Publié le 3 novembre 2025. Trente ans après la sortie de son premier album, Molotov continue de marquer les esprits, notamment grâce à des titres engagés comme « Donne-moi le pouvoir ». Le groupe mexicain, dont le parcours est jalonné de critiques sociales et de contestations, revient sur les origines de ce morceau emblématique et les défis rencontrés lors de ses débuts.
- « Donne-moi le pouvoir », titre phare de Molotov, est né d’une colère face aux injustices policières vécues au Mexique dans les années 1990.
- L’écriture du morceau et la genèse de l’album ont été marquées par des incidents, dont la perte des paroles originales et la censure.
- Le premier album de Molotov, paru en 1995, contenait déjà des chansons au contenu « critique, politique et intemporel », certaines devenant des hymnes pour leurs fans.
Le premier opus de Molotov, intitulé « Où joueront les filles ? », a posé les bases d’une carrière solide pour le groupe mexicain. Trente ans plus tard, certaines de ses chansons, notamment « Donne-moi le pouvoir », restent incontournables dans le répertoire du quatuor formé de Miky Huidobro, Tito Fuentes, Randy Ebright et Paco Ayala. En 1995, au moment de la formation du groupe et de l’enregistrement d’une première démo incluant des titres comme « Ching* tu madre », « Más vale cholo » et « Cerdo », la création de « Donne-moi le pouvoir » était déjà en cours.
Ce titre emblématique a vu le jour sous la plume de Miky Huidobro. Son inspiration s’est nourrie du contexte sociopolitique du Mexique, à l’aube de la fin du mandat d’Ernesto Zedillo et peu après la crise économique de 1994. Le bassiste a relaté l’anecdote à l’origine de la chanson lors d’une intervention dans « Politico MX ». Il a été témoin de l’arrestation d’un jeune homme par la police, simplement en raison de son apparence physique, alors qu’il prenait un café. Cette scène a ravivé chez Huidobro le sentiment de colère face à un pouvoir potentiellement répressif, comme il l’a expliqué :
« Cela a été écrit après la crise de 94, après la bonne détente qu’il y avait, il n’y avait pas de chef du gouvernement, à cette époque, j’étais régent, il y avait une loi par laquelle on pouvait être arrêté, même à cause de son apparence ; je prenais un café à La hija del cuervo, avec un ami, et il y avait un gars qui jouait de la guitare comme moi maintenant, des grenadiers sont arrivés et lui ont grimpé dessus, alors je jouais, même s’ils disent que ce ne sont pas des gouvernements répressifs, (la chanson) vient de cette colère, j’aurais pu être cette personne ».

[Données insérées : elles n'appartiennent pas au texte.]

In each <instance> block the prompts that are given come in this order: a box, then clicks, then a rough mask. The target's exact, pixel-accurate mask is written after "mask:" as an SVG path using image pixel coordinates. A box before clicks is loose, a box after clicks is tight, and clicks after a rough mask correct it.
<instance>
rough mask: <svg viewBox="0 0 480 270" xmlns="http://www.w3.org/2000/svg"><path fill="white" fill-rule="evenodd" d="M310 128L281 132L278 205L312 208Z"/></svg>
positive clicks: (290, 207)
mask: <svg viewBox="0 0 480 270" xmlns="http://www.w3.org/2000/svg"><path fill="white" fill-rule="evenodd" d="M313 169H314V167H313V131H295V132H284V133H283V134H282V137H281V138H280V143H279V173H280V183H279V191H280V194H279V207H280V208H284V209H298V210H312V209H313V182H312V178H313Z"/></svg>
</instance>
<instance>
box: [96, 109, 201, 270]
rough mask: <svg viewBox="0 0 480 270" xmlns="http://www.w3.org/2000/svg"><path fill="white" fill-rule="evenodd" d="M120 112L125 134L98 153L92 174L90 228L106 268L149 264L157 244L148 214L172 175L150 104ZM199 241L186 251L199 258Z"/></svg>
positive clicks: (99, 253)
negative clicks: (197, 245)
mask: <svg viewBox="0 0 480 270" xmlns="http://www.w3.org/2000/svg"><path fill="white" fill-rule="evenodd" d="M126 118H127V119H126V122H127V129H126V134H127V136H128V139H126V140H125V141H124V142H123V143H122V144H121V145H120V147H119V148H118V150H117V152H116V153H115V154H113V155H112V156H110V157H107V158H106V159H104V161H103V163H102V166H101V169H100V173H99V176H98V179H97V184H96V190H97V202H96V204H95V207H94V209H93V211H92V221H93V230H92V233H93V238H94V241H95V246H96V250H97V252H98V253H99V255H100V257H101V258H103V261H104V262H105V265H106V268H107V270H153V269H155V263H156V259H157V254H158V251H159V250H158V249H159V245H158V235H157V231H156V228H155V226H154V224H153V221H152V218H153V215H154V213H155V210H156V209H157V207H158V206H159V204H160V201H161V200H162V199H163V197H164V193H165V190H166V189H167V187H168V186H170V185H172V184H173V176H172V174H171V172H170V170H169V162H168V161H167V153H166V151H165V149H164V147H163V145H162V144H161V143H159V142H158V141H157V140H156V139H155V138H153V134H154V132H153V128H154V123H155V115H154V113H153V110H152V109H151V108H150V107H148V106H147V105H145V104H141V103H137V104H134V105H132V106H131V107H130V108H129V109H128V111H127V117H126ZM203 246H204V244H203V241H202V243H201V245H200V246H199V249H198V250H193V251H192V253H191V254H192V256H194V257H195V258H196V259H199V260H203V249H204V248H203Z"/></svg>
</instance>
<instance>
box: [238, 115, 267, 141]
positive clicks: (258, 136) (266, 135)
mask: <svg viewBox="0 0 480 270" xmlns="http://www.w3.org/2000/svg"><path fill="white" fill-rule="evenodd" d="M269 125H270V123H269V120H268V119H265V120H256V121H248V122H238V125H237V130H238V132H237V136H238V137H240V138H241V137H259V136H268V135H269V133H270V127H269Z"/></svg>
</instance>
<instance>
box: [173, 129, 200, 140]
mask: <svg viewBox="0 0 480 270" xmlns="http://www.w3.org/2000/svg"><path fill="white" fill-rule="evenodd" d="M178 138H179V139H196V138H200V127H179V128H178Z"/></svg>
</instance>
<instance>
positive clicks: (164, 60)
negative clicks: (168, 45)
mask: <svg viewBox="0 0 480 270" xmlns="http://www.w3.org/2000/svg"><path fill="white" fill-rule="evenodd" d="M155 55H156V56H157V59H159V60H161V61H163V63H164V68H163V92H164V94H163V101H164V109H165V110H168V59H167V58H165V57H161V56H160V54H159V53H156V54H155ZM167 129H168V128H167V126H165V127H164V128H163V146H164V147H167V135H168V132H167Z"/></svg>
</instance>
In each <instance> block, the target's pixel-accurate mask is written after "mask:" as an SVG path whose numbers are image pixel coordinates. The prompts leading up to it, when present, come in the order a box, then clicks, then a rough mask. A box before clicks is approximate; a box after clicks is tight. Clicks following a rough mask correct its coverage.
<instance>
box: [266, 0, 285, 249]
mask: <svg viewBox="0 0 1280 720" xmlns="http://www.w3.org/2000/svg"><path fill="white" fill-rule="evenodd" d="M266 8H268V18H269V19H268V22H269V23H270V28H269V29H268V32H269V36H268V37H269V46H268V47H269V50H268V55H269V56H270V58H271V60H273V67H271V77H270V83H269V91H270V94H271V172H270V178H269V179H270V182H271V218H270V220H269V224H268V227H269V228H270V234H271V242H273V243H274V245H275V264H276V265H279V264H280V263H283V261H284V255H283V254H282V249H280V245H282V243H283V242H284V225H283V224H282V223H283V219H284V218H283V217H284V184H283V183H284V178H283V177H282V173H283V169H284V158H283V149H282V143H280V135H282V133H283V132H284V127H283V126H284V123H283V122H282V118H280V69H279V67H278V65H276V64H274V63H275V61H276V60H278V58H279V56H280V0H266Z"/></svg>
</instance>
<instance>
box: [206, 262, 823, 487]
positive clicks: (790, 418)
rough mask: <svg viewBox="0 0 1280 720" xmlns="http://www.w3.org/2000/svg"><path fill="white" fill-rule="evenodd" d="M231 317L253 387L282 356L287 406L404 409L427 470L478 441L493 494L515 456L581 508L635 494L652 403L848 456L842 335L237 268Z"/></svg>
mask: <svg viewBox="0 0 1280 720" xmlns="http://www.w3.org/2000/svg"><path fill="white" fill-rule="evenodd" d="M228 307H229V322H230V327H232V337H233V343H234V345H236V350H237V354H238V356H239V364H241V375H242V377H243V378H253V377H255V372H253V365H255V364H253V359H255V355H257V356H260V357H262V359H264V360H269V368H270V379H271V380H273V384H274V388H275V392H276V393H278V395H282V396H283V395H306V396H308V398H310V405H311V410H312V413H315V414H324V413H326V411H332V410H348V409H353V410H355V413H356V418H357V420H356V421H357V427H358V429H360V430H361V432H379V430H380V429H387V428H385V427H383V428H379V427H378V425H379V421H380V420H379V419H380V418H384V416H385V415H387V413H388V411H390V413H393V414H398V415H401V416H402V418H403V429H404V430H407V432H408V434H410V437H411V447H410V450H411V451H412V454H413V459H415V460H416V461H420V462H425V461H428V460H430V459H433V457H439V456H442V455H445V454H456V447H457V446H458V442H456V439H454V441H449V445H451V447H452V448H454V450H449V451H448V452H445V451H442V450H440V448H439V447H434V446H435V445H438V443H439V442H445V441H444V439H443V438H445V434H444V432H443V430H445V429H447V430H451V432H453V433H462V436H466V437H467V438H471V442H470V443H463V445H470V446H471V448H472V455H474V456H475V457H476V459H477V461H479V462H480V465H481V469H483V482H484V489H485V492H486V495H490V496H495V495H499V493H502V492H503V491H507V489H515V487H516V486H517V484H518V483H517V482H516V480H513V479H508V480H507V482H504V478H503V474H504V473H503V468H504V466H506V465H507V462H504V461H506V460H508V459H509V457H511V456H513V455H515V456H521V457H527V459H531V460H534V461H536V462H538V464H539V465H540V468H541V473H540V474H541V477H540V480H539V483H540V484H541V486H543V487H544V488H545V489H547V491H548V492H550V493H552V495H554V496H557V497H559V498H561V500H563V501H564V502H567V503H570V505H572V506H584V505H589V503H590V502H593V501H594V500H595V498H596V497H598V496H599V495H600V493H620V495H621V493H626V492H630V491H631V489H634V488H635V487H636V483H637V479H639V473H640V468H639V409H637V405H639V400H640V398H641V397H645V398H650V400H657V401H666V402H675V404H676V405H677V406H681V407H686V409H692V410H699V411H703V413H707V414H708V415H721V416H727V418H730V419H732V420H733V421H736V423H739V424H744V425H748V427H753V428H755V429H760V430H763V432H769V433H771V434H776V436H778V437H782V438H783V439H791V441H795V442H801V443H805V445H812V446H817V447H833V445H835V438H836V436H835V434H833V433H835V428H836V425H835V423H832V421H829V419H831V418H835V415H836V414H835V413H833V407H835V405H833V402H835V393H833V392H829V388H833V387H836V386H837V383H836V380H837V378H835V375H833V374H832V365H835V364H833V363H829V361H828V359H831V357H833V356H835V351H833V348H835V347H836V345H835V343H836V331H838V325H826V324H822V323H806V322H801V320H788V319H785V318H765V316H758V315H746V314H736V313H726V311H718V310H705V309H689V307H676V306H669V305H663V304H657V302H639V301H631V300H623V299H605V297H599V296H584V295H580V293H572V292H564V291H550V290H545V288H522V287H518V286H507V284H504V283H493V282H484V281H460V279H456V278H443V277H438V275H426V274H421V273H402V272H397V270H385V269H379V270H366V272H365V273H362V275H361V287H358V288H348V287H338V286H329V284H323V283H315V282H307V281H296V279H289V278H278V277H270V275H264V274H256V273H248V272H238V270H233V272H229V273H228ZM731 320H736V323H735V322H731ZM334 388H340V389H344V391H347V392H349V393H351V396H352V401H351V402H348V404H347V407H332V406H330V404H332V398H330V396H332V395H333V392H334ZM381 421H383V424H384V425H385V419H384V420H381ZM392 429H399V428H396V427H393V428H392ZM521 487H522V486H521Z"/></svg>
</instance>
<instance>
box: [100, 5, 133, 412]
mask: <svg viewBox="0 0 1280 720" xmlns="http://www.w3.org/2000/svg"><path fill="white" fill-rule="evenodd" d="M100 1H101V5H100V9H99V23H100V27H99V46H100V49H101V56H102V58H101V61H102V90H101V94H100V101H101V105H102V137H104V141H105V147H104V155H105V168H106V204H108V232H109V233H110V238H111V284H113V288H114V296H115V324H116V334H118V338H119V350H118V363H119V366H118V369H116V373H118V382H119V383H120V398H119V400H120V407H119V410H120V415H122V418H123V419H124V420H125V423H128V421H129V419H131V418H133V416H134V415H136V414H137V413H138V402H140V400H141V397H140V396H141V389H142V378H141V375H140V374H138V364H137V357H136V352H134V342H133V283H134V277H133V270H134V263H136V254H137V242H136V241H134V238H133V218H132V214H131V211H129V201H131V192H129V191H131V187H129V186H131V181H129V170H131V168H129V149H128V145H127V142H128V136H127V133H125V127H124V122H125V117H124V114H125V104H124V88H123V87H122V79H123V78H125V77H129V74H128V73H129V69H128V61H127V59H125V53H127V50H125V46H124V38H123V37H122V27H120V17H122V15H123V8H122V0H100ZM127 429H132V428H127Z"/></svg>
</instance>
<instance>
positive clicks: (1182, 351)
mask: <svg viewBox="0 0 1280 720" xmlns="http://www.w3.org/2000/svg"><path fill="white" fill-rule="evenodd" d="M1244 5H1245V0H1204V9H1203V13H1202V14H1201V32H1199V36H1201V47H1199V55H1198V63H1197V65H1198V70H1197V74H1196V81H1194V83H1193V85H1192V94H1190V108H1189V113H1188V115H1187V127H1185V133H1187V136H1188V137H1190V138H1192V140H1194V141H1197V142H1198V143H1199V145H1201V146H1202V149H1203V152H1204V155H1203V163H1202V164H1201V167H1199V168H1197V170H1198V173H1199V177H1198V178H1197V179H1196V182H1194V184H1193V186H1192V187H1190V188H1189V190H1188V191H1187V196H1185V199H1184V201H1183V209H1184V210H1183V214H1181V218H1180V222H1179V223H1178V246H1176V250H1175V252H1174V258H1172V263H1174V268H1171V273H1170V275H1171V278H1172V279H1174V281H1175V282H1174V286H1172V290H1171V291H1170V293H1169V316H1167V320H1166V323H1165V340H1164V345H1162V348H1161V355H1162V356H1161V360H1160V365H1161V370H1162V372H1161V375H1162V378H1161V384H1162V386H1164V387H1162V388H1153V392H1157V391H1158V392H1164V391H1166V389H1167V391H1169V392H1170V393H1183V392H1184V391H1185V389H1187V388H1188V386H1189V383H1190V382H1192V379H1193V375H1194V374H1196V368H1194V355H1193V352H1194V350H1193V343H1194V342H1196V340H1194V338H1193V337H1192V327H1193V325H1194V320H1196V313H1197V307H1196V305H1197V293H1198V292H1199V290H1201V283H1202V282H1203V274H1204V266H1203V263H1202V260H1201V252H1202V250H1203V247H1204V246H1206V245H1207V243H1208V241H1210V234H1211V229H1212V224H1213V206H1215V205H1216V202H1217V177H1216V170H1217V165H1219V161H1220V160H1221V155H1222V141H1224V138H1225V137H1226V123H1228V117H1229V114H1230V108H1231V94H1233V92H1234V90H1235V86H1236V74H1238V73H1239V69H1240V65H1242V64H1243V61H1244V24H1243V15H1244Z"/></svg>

L’enregistrement de « Donne-moi le pouvoir » n’a pas été un long fleuve tranquille. Avant la version finale, une première mouture a été perdue lorsque Tito Fuentes a égaré la feuille contenant les paroles écrites par Miky. C’est finalement le cousin du guitariste qui a composé le second couplet, celui qui contient la célèbre phrase « Viva México, cabron*s », chanté par Fuentes lui-même. Miky Huidobro a confié :
« J’ai écrit les chansons sur papier et avec un stylo ; Tito venait répéter les chansons, parfois, avec l’original des paroles, je lui ai donné l’original du deuxième couplet et il l’a perdu, et c’était un bijou, je lui ai dit ‘maintenant tu l’écris’, ce deuxième couplet a été écrit par un de ses cousins ».
À cette époque, être musicien et exprimer des idées politiquement engagées représentait un risque constant. La sortie de leur premier album a d’ailleurs été marquée par la censure dans les magasins. Face à cette interdiction, Molotov a choisi de vendre sa production directement dans la rue, de main en main. Paradoxalement, cette interdiction a accru la demande, attisant la curiosité du public jeune pour leur musique audacieuse.